Placed within a framing alcove above a formal staircase, a small sapling appears to grow out of a block of wood. Penone’s ‘To Repeat the Forest’ miraculously resuscitates a young sapling from a piece of commercial timber in which it has been entombed. Time has been stripped back and the facts of early genesis exposed. In this singular work alone, Penone demonstrates his lyrical interest in the irrepressible transitions that underlie all living and material forms.
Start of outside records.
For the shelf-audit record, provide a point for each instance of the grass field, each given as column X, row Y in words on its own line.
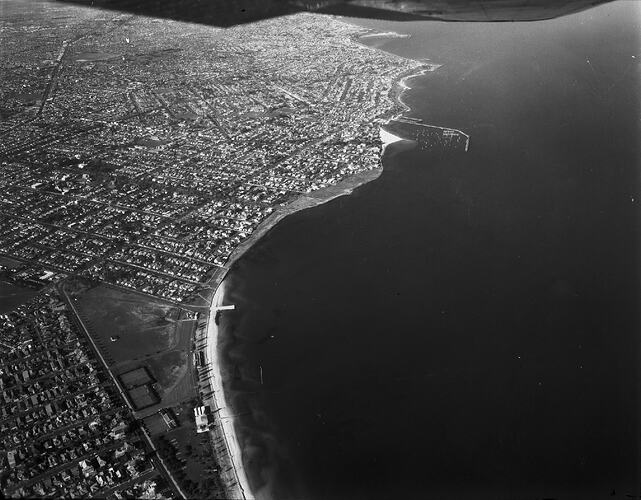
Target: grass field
column 12, row 296
column 150, row 335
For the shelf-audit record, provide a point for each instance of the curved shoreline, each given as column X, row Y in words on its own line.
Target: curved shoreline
column 229, row 452
column 234, row 476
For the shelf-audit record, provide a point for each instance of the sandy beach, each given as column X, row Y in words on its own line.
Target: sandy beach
column 235, row 478
column 227, row 447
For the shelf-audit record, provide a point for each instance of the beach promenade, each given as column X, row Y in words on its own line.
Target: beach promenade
column 224, row 440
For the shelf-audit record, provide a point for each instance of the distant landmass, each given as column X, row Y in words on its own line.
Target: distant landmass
column 232, row 12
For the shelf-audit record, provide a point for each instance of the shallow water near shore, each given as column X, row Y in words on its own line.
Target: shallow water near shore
column 466, row 324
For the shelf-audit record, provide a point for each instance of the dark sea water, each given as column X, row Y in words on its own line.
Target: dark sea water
column 467, row 325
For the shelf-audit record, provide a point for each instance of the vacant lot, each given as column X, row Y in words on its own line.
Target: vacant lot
column 145, row 341
column 143, row 327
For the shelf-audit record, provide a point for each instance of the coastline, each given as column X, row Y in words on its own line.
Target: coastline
column 227, row 447
column 234, row 475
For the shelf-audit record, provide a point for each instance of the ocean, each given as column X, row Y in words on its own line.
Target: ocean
column 466, row 325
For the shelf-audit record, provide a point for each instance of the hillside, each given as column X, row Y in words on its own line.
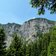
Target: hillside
column 29, row 29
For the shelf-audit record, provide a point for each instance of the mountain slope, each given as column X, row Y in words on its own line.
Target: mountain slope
column 29, row 29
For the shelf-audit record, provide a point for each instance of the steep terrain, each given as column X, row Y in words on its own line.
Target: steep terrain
column 29, row 29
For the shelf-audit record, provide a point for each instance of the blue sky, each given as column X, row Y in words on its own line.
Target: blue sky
column 19, row 11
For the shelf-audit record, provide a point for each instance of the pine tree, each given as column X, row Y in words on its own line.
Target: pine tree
column 15, row 47
column 2, row 42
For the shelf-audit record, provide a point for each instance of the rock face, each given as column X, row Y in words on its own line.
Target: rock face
column 28, row 29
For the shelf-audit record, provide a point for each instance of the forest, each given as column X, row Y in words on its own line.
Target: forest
column 44, row 46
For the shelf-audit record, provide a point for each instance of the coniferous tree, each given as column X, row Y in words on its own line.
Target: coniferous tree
column 15, row 47
column 2, row 43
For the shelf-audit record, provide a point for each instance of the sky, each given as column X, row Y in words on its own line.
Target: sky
column 19, row 11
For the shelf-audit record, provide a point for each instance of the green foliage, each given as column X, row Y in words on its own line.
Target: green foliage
column 15, row 47
column 2, row 43
column 45, row 45
column 42, row 4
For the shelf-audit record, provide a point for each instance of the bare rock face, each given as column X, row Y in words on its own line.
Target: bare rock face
column 29, row 29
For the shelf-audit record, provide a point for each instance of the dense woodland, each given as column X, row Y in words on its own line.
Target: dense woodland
column 44, row 46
‘Maritime Alps’, first made during the 1960s, documents how Penone retreats from urban life to photograph his physical encounters within the forest. With precision, he marks out where his body has touched the tree, using wire and nails embedded within the living bark. Elsewhere, the photographs record the action of installing a cage placed over a young tree which will ascend, in tandem, towards the light. Nature here expresses a primal response to human intervention. In the most pronounced gesture, he attaches a cast of his hand to the point of original touch oand subsequently documents how the tree grows around the tightly clinging hand. This ambivalent reaction appears both nurturing and suffocating. More recently, he subjects this invasive presence to radiography to create an eerie suggestion of disease, and the tree’s ensuing strategy for recovery.
‘Space of Light’is a hollowed trunk in which Penone strips out early growth leaving a vacuum filled with ambient light and a residue of resin as if the juices of the tree had pooled together in mortal exhalation. Richard Long’s ‘Stone Print Spiral’ shares the same room, a familiar unfurling circle on the floor harvested from a Danish river, which appears more assertive, leaving less room for dialogue between fact and invention than Penone’s investigations of similar natural forces. Long’s work, simultaneously shown in adjoining galleries, is more insistently concerned with the application of superimposed mathematical and linguistic systems.
Penone also exhibits a remarkable new series of large drawings that extrude over paper backed by canvas. Titled ‘Skin of Graphite’ these subtle works suggest patterns found on the surface of membranes, plants or rocks. The faint, silvery sheen of shapes made in pencil gradually emerge from the dark paper beneath and lock together in harmonious irregularity. These ambitious drawings serve to amplify Penone’s symbiosis of human culture and Nature, a dialogue of interdependence, control, impotence and renewal.